Crypto-Anarchy and Virtual Communities
by Timothy C. May
This paper describes the combination of two major technologies:
Strong Crypto: including encryption, digital signatures, digital cash, digital mixes
(remailers), and related technologies.
Cyberspatial Virtual Communities: including networks,
anonymous communications, MUDs and MOOs, and "Multiverse"- type
These areas have generally remained separate, at least in published
papers. Certainly the developers of cyberspace systems, such as MUDs,
MOOs, and Habitat-like systems, appreciate the importance of
cryptography for user authentication, overall security, and certainly
for (eventual) digital purchase of services. But for the most part the
combination of these two areas has been the province of the science
fiction writer, notably writers such as Vernor Vinge, William Gibson,
Bruce Sterling, and Orson Scott Card.
The "Cypherpunks" group, a loose, anarchic mailing list and group of
hackers, was formed by several of us in 1992 as a group to make concrete
some of the abstract ideas often presented at conferences. We've had
some successes, and some failures.
The Cypherpunks group also appeared at a fortuitous time, as PGP was
becoming popular, as Wired magazine appeared (they featured us on the
cover of their second issue), and as the publicity (hype?) about the
Information Superhighway and the World Wide Web reached a crescendo.

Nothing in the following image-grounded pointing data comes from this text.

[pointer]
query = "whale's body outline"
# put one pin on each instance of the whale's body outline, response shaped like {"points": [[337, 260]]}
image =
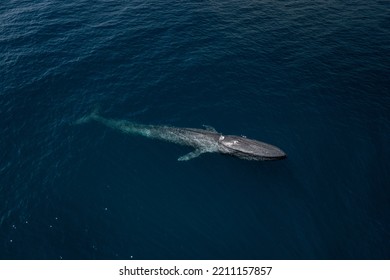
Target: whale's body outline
{"points": [[206, 140]]}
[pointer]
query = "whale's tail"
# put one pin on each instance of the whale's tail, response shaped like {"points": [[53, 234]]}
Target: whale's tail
{"points": [[93, 116]]}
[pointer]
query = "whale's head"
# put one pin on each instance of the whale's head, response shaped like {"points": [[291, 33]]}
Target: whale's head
{"points": [[249, 149]]}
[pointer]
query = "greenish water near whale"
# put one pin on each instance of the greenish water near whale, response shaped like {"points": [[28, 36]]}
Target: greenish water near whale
{"points": [[311, 77]]}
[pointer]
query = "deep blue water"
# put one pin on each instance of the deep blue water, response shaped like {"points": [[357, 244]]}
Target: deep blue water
{"points": [[311, 77]]}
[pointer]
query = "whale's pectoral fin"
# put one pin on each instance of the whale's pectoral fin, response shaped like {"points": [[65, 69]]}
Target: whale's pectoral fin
{"points": [[210, 128], [191, 155]]}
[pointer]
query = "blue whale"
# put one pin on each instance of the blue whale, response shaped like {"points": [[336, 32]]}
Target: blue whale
{"points": [[206, 140]]}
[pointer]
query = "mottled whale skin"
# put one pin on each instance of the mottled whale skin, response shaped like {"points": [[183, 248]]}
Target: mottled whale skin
{"points": [[206, 140]]}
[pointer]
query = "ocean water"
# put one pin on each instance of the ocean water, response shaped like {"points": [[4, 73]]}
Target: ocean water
{"points": [[311, 77]]}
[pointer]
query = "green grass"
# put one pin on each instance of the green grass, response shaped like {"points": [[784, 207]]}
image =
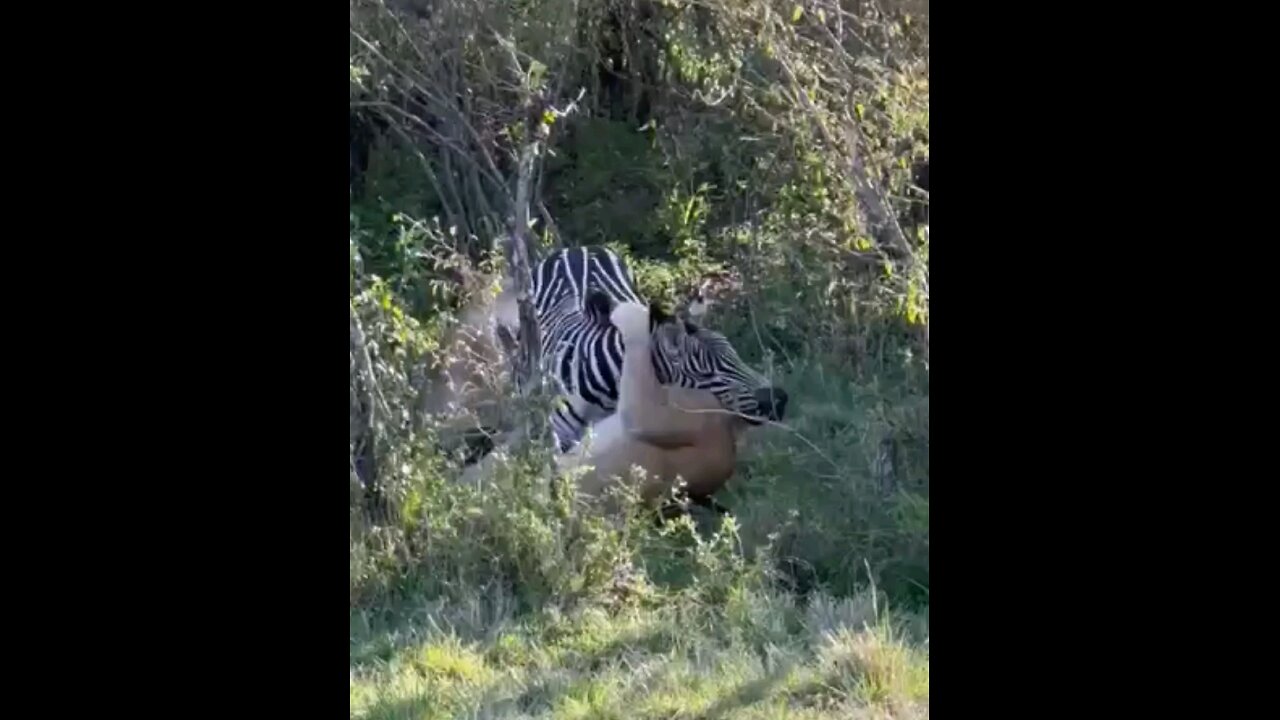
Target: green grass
{"points": [[766, 657], [501, 600], [771, 618]]}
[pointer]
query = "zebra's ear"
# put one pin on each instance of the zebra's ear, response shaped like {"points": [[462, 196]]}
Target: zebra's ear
{"points": [[598, 305], [657, 315]]}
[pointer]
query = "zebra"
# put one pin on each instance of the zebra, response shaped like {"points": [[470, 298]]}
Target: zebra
{"points": [[574, 291]]}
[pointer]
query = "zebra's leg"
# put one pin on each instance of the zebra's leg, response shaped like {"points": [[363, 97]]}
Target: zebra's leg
{"points": [[709, 504]]}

The site ftp.csua.berkeley.edu has a number of essays and files,
including crypto files, in the
directory pub/cypherpunks. I have also written/compiled a very large
(1.3 MB) FAQ on these
issues, the Cyphernomicon, available at various sites, including my ftp
directory, ftp.netcom.com, in the directory pub/tc/tcmay.
The Cypherpunks group is also a pretty good example of a "virtual
community." Scattered around the world, communicating electronically in
matters of minutes, and seeming oblivious to local laws, the Cypherpunks
are indeed a community, and a virtual one. Many members use pseudonyms,
and use anonymous remailers to communicate with the list.
The list itself thus behaves as a "message pool," a place where
information of all sort may be
anonymous deposited and anonymous received (since everyone sees the
entire list, like a
newspaper, the intended recipient is anonymized). Legal Caveat: Consult
your local laws before applying any of the methods described here. In
some jurisdictions, it may be illegal to even read papers like this
(seriously). In particular, I generally won't be giving ftp site
addresses for copies of PGP, remailer access, digital cash systems, etc.
These are well-covered in more current forums, e.g., sci.crypt or
talk.politics.crypto, and there are some unresolved issues about whether
giving the address of such sites constitutes (or "aids and abets")
violation of various export and munitions laws (crypto is considered a
munition in the U.S. and probably elsewhere.... Some nations consider a
laser printer to be a munitions item!).